In his early career, Prior made plates of landscapes for publishers. After Turner, he went on to engrave:

- Zurich, 1852; Dido building Carthage, 1863; Apollo and the Sibyl(Bay of Baiæ), 1873; The Sun rising in a Mist, begun by William Chapman, 1874; and The Fighting Téméraire, 1886, his last work;
- The Goddess of Discord choosing the Apple of Contention in the Garden of the Hesperides and Heidelberg Castle for the Turner Gallery; and
- The Golden Bough and Venice: the Dogana for the Vernon Gallery.

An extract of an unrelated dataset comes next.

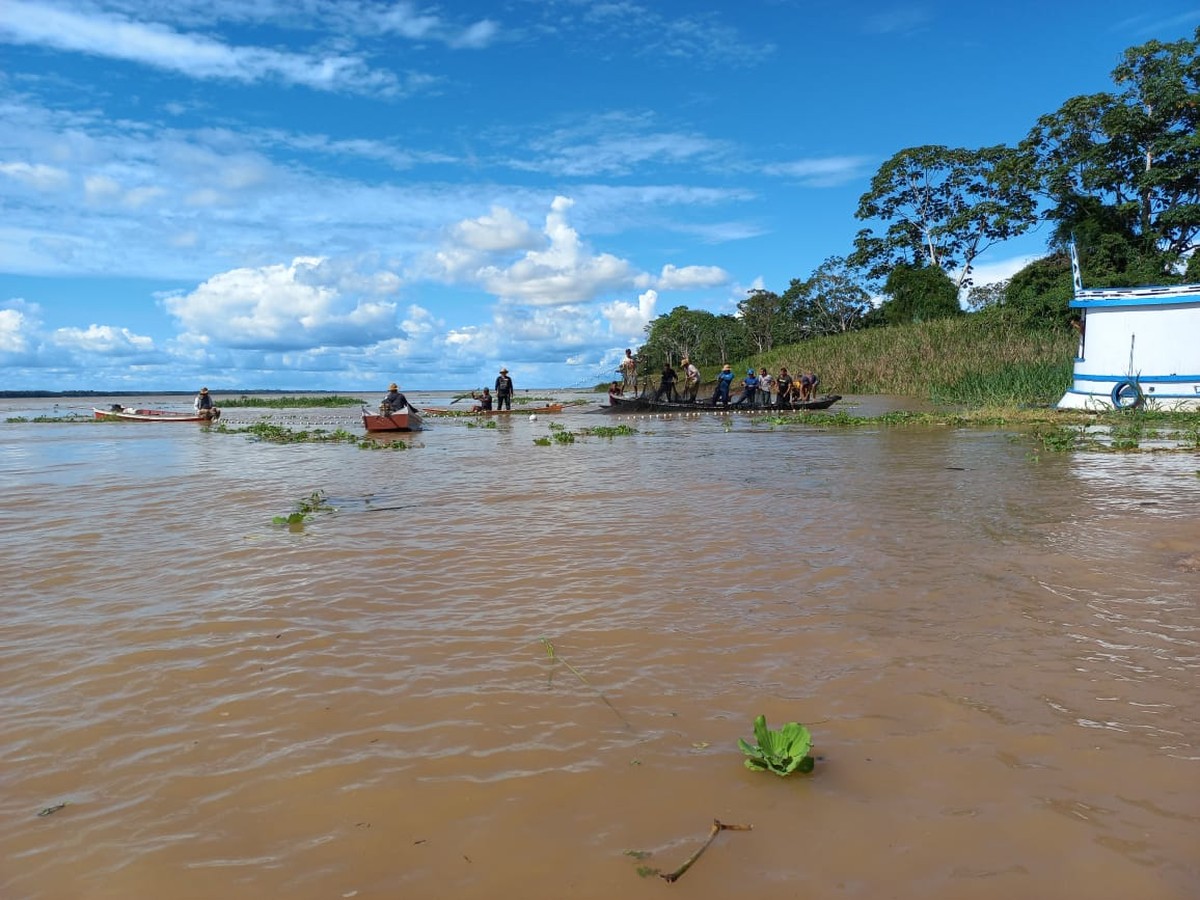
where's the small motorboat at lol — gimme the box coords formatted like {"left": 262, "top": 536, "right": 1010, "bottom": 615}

Other works for the Vernon Gallery were Ruins in Italy, after Richard Wilson; De Tabley Park and The Council of Horses, after James Ward, and Woodcutting in Windsor Forest, after John Linnell. Prior also engraved Crossing the Bridge, after Sir Edwin Landseer, and for The Art Journal, pictures in the royal collection:

- The Windmill, after Jacob Isaackszoon van Ruisdael; The Village Fête, after David Teniers; Dover, after George Chambers; The Opening of New London Bridge, after Clarkson Stanfield; and Constantinople: the Golden Horn, after Jacobus Jacobs.

==Family==
Prior married Emma Sharrow in 1837. They had a son, Thomas William.